Her Rules Only

A Sapphic Domme Romance

by Aurora North

Her Rules Only by Aurora North - FF Sapphic Domme Romance book cover

Free with Kindle Unlimited

Book Details

Pairing: FF Sapphic
Heat: 🌶️🌶️🌶️🌶️🌶️ Inferno
Word Count: ~120,000
Format: KU Exclusive
Series: The Stratton Group #1
Trigger: HEA guaranteed

Tropes

Domme/Sub · Power Exchange · BDSM · Age Gap · Praise Kink · Slow Burn · Touch Starved · Workplace Romance · Ice Queen · Forbidden Romance · Hurt/Comfort · Switch Dynamic

She built her empire on rules. I’m here to break every one of them.
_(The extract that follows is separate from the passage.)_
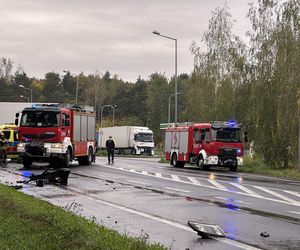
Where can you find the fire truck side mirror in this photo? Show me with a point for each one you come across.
(245, 136)
(17, 119)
Vivienne Kane runs the most exclusive sapphic domme studio in Manhattan. Her clients are senators, surgeons, CEOs. They come to disappear inside her control. They sign her contract, follow her script, and walk out the door without ever knowing her real name.

That was always the deal.

Then I walked into her studio.

I’m not here to disappear. I’m not here to perform. I’m a forensic psychologist who reads people for a living, and I see exactly what she’s doing — using control like armor, hiding behind every rule she enforces.

I’ll take everything she gives me. Her ropes. Her commands. Her hands.

But I won’t look away.

And the longer she keeps me on her table, the more her composure slips — until the woman behind the Mistress is the one who’s exposed.

She thinks she’s training me.

She has no idea I’m the one rewriting her rules.

You’ll love this if you’re into:

  • Emotionally armored older domme who slowly cracks
  • Younger sub who refuses to disappear in submission
  • Off-the-charts on-page heat — rope, impact, edging, sensory deprivation
  • The reverse-collar twist (yes, that twist)
  • Power exchange where both women end up exactly where they should
  • Slow-burn that actually burns
  • HEA guaranteed

Content Notes

This is an inferno-heat sapphic novel featuring explicit on-page sex, professional D/s dynamics (negotiated and consensual), rope work, impact play, sensory deprivation, edging, orgasm denial, and a soft topping/switch scene in the final act. Includes references to past grief (off-page sibling overdose, eight years prior), past romantic loss, and a character processing eight years of emotional armor. No infidelity. No cheating. No third-act breakup — the conflict is internal. HEA guaranteed.


📖 Read Chapter One Free

Not sure yet? Read the full first chapter right here.


Chapter One — Vivienne

The studio is a closed circuit.

Matte black walls. Hardwood floor stained almost to oil. A single chandelier I keep dimmed to amber, because anything brighter makes the room feel like a stage and I have never been interested in performing. The only other light is the small sconce above the door, which I leave on so that whoever I’m working with can see exactly where the exit is, every minute they’re with me. That’s the first rule. The exit is always visible. The control is always real.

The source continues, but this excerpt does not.